The house stands in its own spacious grounds facing the main road but set well back, reached by twin driveways. There is a large grassy garden to the front, screened from the road by mature trees. A tarmac driveway runs across the face of the house, with a concrete path around the north side. To the rear is a large concrete yard with parallel ranges of original gabled outbuildings, and extensive modern farm sheds beyond. The original outbuildings are roughcast and are of no particular architectural merit, though one gable contains an inscribed roundel of interest (see below). The rear yard is screened from the front garden by a low wall of red brick finished in dry dash render with rounded copings, linked to the house by a small plain iron gate set between original circular cast iron posts with replacement turned wooden finials.
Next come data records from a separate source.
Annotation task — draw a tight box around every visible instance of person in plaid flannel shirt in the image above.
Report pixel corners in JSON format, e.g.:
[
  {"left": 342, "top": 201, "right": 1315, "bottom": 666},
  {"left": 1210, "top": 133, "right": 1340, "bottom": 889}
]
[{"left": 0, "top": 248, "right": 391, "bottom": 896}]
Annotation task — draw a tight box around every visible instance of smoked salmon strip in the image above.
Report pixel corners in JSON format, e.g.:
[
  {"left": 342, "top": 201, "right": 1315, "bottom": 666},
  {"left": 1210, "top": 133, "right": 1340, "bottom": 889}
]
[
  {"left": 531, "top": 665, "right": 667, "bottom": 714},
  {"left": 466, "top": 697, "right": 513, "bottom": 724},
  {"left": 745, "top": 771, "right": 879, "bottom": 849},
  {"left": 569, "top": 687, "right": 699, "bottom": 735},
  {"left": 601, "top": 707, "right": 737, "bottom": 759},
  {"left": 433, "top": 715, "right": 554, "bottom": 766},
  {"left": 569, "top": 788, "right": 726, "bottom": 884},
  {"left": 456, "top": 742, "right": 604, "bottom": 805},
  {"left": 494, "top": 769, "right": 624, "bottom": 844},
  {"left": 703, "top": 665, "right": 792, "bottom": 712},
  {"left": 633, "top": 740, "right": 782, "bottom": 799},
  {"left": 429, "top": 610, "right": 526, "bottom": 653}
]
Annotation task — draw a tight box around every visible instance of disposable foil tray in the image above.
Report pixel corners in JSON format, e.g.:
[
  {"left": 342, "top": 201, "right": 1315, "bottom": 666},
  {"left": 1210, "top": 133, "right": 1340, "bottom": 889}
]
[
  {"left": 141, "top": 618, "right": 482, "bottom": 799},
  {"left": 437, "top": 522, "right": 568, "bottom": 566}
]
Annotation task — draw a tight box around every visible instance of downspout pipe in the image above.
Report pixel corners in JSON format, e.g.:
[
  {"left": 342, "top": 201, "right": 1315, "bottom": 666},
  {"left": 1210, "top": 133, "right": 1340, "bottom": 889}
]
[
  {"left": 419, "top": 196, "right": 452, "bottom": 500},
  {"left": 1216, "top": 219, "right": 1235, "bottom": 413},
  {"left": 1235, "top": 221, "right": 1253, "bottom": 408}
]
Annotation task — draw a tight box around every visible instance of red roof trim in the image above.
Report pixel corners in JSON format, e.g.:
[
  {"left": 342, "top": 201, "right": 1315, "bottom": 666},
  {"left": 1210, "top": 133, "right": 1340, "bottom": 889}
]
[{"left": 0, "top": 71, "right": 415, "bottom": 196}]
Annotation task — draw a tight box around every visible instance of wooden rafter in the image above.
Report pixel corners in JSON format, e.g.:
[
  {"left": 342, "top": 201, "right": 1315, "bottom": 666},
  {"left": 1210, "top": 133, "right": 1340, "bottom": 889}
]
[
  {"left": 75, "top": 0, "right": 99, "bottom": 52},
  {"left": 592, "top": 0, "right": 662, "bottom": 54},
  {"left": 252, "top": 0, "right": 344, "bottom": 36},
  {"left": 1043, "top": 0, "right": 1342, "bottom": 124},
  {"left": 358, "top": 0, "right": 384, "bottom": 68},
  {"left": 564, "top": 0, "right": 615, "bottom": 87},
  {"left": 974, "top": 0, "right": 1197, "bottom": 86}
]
The entrance gateway to the south consists of a pair of wrought iron gates of scrolling pattern, mounted on cast iron piers with ornamented panels, with a smaller pedestrian gate to the left mounted on a third pier of similar design. All ironwork is painted white. Low red brick screen walls with rounded brick copings curve forward from short returns on each side. The gateway to the north is similar except that there is no smaller side gate, and the curved screen wall to the north end is truncated.
The house was built in 1904 by Thomas Sefton, who, along with his brother Alfred, had emigrated to America from Ballinderry, County Antrim, in the late 19th century before selling their uncle's insurance company in St Louis and returning to Ulster. The brothers lived at Glendona with their unmarried sisters. The family's first appearance in the Belfast and Ulster Directories at this address was in 1905, when only the Misses Sefton were listed; by 1906, Alfred and Thomas were also recorded as residents. The last surviving member of the family, one of the sisters, died in 1944. The house was subsequently bought by a Mr Acheson, of the well-known Tweedy Acheson drapery business, who remained until 1972, when the property was purchased by the then current owner. A circular plaque on the gable of one of the outbuildings is inscribed: "Glendona. Built by Thomas Sefton. The yard by Alfred Sefton. 1904." Ordnance Survey maps confirm that a previous house stood on the site in 1832 and was still present on the 1901–2 survey, with the present house and its twin driveways appearing on the 1920 survey. Original photographs of the house taken by Abernethy of Belfast around 1904 were held by the owner at the time of recording in 1999.